With a 97 per cent majority vote, the NPF is now able to begin collective bargaining with the federal government, and on July 15 took the first steps in the process by serving the Treasury Board with a notice to bargain.

“That’s a fairly strong mandate. That’s a very decisive vote result from the membership,” said Bryan Sauvé, the federation’s co-chair.

The RCMP have been working to unionize since 2015, when the Supreme Court ruled that Mounties have the right to engage in collective bargaining, just like other B.C. police forces.

But the RCMP’s federation, which formed in February 2016, is heading into “uncharted territory,” said Sauvé, explaining that other police organizations, such as the Vancouver Police Union, have been around for decades, and have years of collected data which allows them to prepare a proposal and start negotiating straight away.

The organization needs to submit a request for disclosure in order to collect the data required to prepare a proposal that’s “comparable in the police universe,” said Sauvé, so the first phase may take some time.

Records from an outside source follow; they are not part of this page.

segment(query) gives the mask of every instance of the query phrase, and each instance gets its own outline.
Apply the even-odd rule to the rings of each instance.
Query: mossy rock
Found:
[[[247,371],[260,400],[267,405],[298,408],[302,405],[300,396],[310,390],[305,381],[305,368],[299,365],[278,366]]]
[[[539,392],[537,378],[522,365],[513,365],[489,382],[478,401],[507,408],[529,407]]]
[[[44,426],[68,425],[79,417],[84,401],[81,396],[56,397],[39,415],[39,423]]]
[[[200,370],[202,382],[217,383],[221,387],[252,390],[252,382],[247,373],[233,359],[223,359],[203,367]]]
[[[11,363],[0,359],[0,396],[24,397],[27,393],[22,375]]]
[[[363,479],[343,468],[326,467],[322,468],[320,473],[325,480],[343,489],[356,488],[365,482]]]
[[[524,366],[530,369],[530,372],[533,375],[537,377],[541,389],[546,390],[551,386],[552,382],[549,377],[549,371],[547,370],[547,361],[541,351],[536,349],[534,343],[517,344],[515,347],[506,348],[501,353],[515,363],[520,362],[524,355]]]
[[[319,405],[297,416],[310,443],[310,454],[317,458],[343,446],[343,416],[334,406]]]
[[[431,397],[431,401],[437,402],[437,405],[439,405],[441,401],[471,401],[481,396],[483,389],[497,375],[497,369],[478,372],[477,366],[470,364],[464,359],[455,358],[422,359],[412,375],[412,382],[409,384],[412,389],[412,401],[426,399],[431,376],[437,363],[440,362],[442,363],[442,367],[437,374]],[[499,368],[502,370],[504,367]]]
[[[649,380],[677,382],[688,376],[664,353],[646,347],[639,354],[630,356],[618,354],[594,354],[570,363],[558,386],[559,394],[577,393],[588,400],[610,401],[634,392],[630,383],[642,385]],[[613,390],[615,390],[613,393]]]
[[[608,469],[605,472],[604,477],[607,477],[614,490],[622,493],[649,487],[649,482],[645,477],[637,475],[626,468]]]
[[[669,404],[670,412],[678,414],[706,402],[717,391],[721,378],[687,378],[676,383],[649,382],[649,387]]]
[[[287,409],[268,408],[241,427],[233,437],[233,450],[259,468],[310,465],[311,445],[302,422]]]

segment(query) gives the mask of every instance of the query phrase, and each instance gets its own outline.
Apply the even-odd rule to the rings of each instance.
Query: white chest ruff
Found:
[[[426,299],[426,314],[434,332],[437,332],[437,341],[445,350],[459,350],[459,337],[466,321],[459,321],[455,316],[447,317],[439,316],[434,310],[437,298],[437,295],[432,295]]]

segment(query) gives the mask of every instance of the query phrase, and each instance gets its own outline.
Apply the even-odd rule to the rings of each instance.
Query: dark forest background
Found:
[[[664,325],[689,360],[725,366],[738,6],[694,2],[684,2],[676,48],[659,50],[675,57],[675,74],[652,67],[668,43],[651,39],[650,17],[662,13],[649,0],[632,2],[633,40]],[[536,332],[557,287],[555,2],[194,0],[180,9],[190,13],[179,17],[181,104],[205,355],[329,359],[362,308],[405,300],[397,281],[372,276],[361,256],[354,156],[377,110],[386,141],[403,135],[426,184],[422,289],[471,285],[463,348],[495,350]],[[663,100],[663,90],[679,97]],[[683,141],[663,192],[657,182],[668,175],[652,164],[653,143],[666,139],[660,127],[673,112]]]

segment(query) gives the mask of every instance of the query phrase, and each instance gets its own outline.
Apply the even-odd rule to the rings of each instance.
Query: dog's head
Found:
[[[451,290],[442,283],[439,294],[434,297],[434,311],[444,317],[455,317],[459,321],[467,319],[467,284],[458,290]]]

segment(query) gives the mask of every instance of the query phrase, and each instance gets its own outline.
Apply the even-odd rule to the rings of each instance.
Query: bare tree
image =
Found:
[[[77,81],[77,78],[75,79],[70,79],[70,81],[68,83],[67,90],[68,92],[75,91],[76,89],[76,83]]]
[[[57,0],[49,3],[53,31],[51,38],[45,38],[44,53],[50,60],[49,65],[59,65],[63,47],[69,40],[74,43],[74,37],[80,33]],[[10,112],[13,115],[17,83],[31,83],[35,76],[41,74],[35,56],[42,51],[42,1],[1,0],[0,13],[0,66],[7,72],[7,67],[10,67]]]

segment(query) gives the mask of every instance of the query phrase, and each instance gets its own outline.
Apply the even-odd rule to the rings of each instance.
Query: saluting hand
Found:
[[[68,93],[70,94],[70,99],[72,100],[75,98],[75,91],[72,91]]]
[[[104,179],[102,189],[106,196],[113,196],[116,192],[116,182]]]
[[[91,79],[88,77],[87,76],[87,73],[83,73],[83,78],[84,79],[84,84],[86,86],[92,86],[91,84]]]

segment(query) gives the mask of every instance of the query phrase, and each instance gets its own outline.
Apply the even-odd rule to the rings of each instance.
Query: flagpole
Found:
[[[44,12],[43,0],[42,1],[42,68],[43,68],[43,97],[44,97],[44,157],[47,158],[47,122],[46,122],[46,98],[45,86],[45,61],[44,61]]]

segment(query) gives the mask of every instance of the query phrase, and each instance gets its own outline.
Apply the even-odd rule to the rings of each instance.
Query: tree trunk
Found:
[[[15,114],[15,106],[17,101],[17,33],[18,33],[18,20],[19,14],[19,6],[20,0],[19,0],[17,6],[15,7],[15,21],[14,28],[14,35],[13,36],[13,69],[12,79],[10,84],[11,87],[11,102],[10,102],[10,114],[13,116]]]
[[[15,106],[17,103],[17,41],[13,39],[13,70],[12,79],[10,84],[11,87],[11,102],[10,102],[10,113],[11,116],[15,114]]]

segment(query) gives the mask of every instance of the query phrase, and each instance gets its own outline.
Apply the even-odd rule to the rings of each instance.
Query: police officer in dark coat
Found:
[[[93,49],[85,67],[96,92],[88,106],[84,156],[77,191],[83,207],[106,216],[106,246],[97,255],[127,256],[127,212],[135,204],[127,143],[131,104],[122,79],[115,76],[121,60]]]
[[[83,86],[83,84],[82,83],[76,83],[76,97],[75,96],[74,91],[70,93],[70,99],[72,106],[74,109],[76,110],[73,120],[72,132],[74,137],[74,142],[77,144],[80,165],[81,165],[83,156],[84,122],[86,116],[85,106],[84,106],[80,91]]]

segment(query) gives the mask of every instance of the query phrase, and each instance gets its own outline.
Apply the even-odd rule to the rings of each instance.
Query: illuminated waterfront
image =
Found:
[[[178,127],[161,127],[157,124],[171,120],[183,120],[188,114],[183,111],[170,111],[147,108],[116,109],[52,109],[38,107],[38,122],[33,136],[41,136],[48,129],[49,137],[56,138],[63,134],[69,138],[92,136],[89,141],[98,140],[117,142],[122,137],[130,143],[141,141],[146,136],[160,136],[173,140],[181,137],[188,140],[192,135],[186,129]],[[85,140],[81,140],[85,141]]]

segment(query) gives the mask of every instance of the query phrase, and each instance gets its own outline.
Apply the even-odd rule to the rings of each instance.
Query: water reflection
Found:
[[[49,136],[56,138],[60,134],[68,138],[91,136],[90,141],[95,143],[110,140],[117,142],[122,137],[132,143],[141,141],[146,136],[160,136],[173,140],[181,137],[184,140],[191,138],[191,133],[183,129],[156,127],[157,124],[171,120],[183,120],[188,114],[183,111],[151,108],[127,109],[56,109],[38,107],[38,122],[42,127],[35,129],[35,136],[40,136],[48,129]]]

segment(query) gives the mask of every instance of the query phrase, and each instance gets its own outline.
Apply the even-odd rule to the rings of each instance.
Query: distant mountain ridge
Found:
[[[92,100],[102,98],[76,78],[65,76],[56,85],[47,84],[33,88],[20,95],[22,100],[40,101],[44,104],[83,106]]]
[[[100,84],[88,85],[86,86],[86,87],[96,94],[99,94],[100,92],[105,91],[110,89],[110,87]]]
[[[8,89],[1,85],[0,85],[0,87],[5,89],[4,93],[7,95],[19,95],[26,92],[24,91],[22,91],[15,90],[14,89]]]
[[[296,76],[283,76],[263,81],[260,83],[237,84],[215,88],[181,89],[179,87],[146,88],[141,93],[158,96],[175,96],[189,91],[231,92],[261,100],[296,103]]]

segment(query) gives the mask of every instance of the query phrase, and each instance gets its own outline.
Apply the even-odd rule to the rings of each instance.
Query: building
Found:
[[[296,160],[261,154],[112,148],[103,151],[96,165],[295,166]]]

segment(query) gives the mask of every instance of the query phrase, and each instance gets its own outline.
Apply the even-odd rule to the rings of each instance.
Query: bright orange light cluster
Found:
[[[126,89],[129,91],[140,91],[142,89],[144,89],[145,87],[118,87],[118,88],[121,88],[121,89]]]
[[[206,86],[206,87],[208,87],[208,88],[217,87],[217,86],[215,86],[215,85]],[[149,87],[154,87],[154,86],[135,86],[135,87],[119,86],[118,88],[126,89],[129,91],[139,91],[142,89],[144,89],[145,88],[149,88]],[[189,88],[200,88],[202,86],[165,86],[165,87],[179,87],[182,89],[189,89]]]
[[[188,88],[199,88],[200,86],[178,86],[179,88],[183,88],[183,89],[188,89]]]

One of the main points that the federation wants to hammer out is pay disparity, said Sauvé. While first-class RMCP constables earn the same across the country, it’s still about $14,000 less than what a first-class constable in Vancouver, Delta or Victoria is paid.

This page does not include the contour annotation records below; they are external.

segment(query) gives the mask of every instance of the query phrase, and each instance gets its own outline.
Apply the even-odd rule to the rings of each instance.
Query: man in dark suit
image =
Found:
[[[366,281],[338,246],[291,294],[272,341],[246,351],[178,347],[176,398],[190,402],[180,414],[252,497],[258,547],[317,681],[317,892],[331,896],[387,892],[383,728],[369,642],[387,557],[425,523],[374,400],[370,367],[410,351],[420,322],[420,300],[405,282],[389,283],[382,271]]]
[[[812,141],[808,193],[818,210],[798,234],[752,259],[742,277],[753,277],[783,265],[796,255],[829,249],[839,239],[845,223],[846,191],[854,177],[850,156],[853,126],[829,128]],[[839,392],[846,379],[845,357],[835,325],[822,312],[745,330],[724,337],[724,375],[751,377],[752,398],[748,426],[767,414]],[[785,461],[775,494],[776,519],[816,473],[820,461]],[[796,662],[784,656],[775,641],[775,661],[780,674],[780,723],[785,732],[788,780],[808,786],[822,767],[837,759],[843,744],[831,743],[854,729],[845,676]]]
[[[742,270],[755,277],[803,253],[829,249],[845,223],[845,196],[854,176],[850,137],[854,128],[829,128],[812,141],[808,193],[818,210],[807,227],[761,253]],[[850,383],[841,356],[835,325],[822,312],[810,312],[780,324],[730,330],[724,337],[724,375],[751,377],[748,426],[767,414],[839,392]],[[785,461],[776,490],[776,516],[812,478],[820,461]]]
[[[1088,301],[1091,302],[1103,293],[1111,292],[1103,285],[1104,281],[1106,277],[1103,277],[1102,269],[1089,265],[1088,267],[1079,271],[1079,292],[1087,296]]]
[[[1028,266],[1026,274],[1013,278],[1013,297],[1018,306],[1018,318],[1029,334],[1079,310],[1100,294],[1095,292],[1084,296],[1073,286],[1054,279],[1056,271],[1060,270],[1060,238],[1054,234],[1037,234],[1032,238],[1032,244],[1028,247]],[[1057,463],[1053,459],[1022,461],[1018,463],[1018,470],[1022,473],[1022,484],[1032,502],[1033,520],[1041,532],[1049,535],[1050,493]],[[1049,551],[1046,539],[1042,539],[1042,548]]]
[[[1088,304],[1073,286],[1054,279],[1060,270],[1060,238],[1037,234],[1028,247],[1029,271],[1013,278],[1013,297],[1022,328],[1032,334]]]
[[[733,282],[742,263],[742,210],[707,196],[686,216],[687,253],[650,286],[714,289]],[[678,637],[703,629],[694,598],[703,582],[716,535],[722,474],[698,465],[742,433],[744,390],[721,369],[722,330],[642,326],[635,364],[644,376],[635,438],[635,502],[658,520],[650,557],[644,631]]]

“Within the B.C. Police Association, all of the 11 municipalities, they’re about the same. They’re sitting within $500 - $1,000 of each other, which is considerably more (pay) than a member in Richmond,” Sauvé said.

In 2017, Richmond RCMP appeared in solidarity – covering up the yellow stripe on their pants – with a fellow RCMP member on the Sunshine Coast who publicly protested national pay discrepancy.

The federation will also address issues of adequate and consistent training, benefits and staffing levels across detachments.

With unionization, the cost of RCMP policing will likely increase, although by how much is unknown, said Sauvé.

“Policing is a cost, public safety is a cost and municipalities have to decide whether or not the RCMP is the police force that they want,” Sauvé said.

According to the B.C. government, the federal government covers 10 per cent of RCMP costs in municipalities with populations over 15,000.

In a statement to Richmond News, the Richmond city spokesperson Clay Adams said that the city isn’t able to comment on the collective bargaining process between the federal government and the NPF.

“However,” Adams said, “funding for policing remains an integral part of the City’s annual budgeting process and we will continue to work closely with the RCMP to maintain Richmond as a safe and welcoming community.”